= Baylen Leonard =

American British radio and TV broadcaster

Baylen Leonard (born 12 June 1973) is an American British radio and TV broadcaster specialising in country music.

==Career==
Leonard started his radio career at BBC London in 2001 after moving in 2000 from New York City. While working at the BBC, Leonard recalls he always wanted to broadcast country music and that he passion for hosting a show playing country music helped to highlight the popularity of the genre in the UK, with Leonard, stating in an interview with IQ: “if it was a bank holiday and everybody else was away, they’d let me do a country show, which helped them cotton on to the fact that country music was a thing, so I started doing that more on Radio 2 with Bob Harris and then moved into commercial radio when Absolute and Bauer launched their commercial radio country station.”

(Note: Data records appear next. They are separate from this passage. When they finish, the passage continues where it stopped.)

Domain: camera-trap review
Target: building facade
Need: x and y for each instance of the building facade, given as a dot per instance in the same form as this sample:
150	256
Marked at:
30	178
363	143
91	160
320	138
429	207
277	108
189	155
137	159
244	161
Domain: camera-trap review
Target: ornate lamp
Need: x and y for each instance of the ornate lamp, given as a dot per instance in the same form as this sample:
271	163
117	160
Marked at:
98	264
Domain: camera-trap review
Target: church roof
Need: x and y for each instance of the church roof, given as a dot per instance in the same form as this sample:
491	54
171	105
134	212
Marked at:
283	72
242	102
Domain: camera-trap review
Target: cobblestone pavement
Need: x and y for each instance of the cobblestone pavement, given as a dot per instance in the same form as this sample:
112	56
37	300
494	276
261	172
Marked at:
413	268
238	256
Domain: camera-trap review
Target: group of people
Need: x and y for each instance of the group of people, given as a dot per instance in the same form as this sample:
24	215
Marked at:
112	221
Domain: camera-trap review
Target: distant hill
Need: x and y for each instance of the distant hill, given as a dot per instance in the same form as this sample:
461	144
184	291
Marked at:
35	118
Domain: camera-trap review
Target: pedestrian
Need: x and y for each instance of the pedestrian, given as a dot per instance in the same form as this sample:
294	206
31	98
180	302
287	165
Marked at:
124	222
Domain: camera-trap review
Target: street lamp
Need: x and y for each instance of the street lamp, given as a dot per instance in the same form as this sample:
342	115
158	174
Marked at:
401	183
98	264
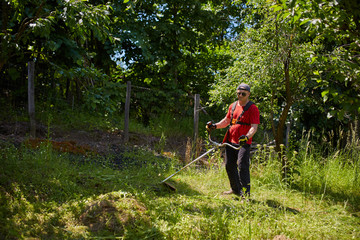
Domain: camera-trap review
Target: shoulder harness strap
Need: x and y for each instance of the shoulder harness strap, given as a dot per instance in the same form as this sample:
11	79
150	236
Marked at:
233	121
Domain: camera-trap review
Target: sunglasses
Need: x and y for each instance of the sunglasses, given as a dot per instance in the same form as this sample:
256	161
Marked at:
241	94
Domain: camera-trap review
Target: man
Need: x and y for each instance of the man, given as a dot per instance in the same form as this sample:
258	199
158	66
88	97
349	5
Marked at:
243	126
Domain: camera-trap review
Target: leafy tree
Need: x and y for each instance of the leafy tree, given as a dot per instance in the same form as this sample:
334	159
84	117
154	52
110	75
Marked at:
57	34
272	56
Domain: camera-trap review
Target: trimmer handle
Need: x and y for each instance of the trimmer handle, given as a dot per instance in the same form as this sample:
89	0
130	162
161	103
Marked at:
222	144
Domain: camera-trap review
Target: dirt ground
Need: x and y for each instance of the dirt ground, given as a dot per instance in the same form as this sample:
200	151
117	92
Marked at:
98	141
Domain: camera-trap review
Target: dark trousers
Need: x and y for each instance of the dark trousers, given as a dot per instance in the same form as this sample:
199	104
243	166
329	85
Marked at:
237	163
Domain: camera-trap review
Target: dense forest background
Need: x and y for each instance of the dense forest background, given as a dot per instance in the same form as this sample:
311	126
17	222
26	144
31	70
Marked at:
300	57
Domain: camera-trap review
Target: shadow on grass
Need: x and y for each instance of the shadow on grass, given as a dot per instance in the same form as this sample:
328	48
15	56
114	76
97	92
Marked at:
275	205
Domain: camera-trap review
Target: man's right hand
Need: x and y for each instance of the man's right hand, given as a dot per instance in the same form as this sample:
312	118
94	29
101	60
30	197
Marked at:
210	126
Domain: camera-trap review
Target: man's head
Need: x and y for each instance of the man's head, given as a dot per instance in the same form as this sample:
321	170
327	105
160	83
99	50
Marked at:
243	91
243	86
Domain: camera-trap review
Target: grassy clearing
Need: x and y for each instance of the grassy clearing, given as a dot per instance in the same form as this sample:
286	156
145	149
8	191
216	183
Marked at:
48	195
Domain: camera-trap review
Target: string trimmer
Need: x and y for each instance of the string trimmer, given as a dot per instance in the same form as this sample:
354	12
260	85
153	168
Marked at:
216	145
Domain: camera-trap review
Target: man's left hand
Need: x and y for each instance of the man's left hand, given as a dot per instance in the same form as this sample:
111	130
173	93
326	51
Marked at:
243	139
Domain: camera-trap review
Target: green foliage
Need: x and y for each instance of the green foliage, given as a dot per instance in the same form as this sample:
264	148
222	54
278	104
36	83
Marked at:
108	99
45	194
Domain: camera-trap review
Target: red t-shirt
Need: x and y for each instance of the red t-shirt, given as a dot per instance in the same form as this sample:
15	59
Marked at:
251	116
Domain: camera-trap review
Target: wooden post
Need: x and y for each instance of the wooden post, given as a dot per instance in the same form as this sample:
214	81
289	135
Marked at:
196	117
287	134
31	98
127	111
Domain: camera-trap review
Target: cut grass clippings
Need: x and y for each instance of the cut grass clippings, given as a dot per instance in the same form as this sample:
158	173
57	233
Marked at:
49	195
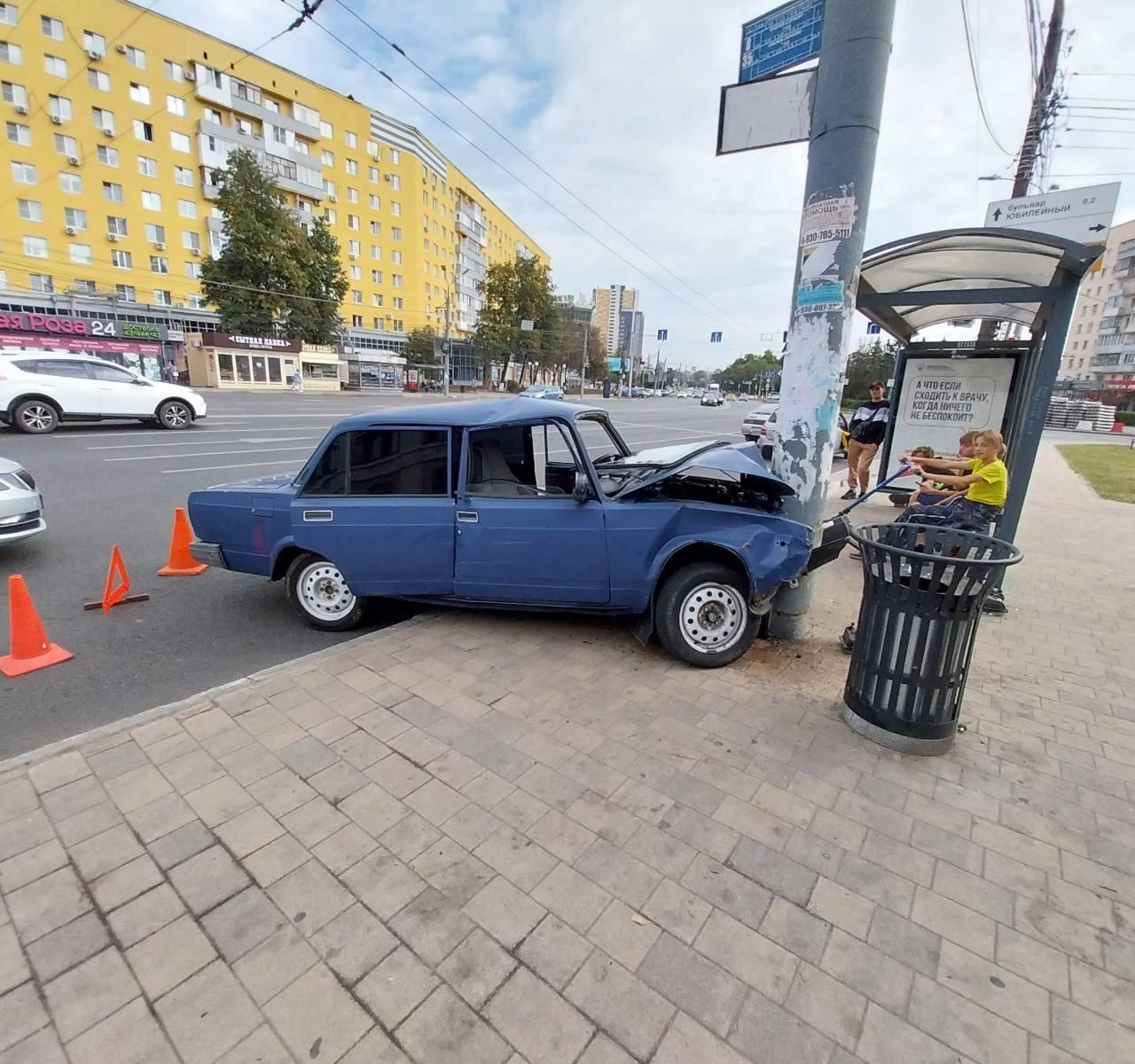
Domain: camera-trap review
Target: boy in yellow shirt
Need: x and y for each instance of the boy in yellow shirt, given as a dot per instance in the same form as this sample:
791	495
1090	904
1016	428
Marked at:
984	479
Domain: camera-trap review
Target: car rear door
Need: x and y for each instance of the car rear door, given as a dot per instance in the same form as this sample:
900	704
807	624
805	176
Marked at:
378	504
520	540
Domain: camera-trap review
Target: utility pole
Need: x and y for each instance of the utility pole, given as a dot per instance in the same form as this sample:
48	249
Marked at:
854	56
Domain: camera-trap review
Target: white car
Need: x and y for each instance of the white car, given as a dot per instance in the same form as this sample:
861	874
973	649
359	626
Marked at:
39	390
20	504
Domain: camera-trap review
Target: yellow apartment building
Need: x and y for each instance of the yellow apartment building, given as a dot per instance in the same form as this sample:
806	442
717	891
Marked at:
116	121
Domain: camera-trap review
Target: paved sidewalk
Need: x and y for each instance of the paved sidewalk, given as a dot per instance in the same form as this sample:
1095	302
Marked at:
487	840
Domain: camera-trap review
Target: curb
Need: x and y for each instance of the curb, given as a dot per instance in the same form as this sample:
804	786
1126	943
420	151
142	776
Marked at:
128	724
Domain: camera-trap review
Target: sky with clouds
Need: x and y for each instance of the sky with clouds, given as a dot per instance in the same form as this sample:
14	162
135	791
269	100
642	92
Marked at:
617	98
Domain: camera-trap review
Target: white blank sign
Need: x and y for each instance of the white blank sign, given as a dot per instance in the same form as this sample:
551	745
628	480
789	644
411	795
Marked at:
775	110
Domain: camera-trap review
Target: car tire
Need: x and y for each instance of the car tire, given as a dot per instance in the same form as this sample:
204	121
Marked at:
35	417
702	617
320	596
175	414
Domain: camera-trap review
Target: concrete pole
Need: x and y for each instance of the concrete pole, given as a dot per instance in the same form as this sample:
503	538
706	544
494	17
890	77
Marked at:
841	161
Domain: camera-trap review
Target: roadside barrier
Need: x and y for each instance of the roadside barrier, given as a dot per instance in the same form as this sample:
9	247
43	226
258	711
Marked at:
31	649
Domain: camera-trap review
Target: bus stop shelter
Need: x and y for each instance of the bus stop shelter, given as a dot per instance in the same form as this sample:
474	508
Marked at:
986	275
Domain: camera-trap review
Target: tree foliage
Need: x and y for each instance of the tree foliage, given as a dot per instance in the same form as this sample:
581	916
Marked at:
270	271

Leonard has since worked for BBC Radio 2, BBC Radio 4, BBC Radio 5 Live, Amazing Radio, Monocle 24, Country Hits Radio, and others. He cites Bob Harris as a particular support in the establishment of his career in the UK. He also worked with Danny Baker, which even The Lady, a very traditional British magazine approved of. He is often quoted in the press regarding Country music.

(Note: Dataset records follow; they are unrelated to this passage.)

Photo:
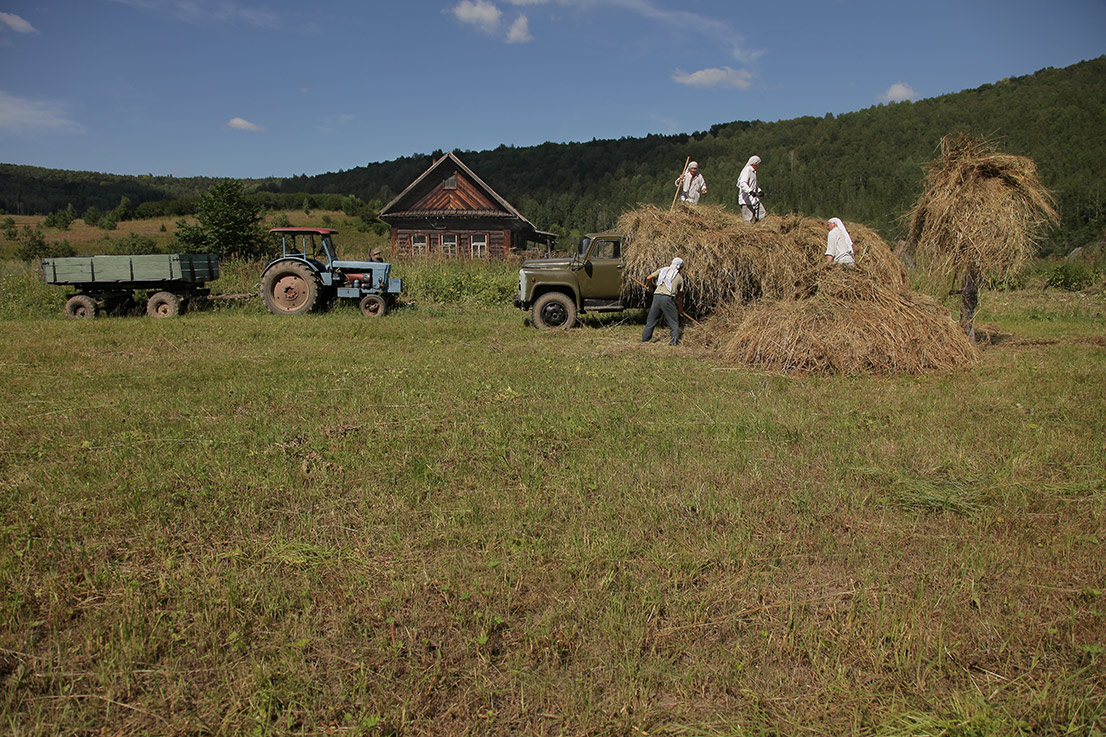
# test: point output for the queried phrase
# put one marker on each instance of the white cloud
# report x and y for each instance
(520, 31)
(24, 115)
(701, 26)
(481, 13)
(716, 78)
(898, 92)
(16, 23)
(241, 124)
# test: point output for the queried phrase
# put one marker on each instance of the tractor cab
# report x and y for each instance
(309, 244)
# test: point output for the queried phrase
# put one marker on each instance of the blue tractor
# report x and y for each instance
(309, 277)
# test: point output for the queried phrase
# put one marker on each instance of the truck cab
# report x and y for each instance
(591, 280)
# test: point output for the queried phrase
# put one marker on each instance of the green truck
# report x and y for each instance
(555, 290)
(114, 283)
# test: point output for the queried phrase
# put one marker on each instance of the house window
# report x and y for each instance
(449, 246)
(479, 247)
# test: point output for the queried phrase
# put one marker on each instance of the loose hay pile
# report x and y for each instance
(852, 323)
(980, 210)
(775, 304)
(728, 260)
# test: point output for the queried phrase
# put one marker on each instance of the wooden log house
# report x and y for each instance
(449, 211)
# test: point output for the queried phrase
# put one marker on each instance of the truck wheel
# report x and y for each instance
(81, 305)
(373, 305)
(554, 310)
(163, 304)
(290, 288)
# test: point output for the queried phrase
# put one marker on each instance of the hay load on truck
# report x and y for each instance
(167, 282)
(309, 276)
(556, 290)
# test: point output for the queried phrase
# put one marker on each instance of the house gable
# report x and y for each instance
(455, 193)
(449, 211)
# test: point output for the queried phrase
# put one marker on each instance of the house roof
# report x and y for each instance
(402, 205)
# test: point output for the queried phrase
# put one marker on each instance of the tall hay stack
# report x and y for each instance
(979, 216)
(979, 209)
(773, 303)
(852, 323)
(730, 261)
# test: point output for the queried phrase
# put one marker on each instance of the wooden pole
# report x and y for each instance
(680, 182)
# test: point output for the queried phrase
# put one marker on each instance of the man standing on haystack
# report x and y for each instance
(666, 301)
(691, 185)
(749, 193)
(838, 244)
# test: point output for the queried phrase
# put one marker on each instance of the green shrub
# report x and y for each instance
(34, 246)
(1070, 276)
(23, 293)
(458, 281)
(136, 244)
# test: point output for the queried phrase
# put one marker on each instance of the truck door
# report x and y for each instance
(601, 277)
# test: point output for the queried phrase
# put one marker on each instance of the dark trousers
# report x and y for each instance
(663, 304)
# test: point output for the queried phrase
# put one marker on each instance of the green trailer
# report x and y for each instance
(167, 282)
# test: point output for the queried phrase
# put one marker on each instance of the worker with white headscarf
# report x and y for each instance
(749, 193)
(691, 185)
(838, 244)
(665, 301)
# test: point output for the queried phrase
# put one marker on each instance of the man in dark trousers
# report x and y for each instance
(669, 289)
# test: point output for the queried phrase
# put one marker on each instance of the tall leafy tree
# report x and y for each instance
(229, 224)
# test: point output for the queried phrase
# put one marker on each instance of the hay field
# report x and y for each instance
(446, 522)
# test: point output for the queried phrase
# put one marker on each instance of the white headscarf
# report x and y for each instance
(841, 226)
(669, 272)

In 2024, he presents six days a week on Absolute Radio Country and hosts The Country Music Talk podcast. He is also host of UK Country Radio Airplay Chart show on Absolute, which claims to be the first genre specific radio chart launched in the UK and launched in 2024.

Leonard is the creative director and booker of the country music festival The Long Road, which began in 2018 and takes place every August in Leicestershire UK. He has also hosted the Highways Festival at the Royal Albert Hall since 2023 as part of Absolute Radio Country's coverage.

He co-founded and serves as Head of Music for the digital magazine Holler.

== Awards and nominations ==
Leonard has been recognised twice International Broadcaster Of The Year by The Country Music Association (CMA), once in 2019 and again in 2021. He was also nominated for the award in 2026.

Leonard has won two British Country Music Association awards:
- UK Services to Industry 2019
- UK Best Radio Presenter 2024
Aria Award nomination 2024:
- Best Specialist Music Show - The Front Porch with Baylen Leonard - Absolute Radio Country
Music Week Awards 2024: Best Radio Show finalist -  The Front Porch with Baylen Leonard - Absolute Radio Country

== Other work ==
Leonard is the annual mainstage host of The UK Americana Music Awards in Hackney London every January/ and Highways Festival every May at The Royal Albert Hall.

Leonard also does Voiceover and podcast work.

== Personal life ==
Leonard was born in Bristol Tennessee. Moved to New York City to study Musical Theatre at The American Musical and Dramatic Academy. Moved in 2000 to London where he currently lives.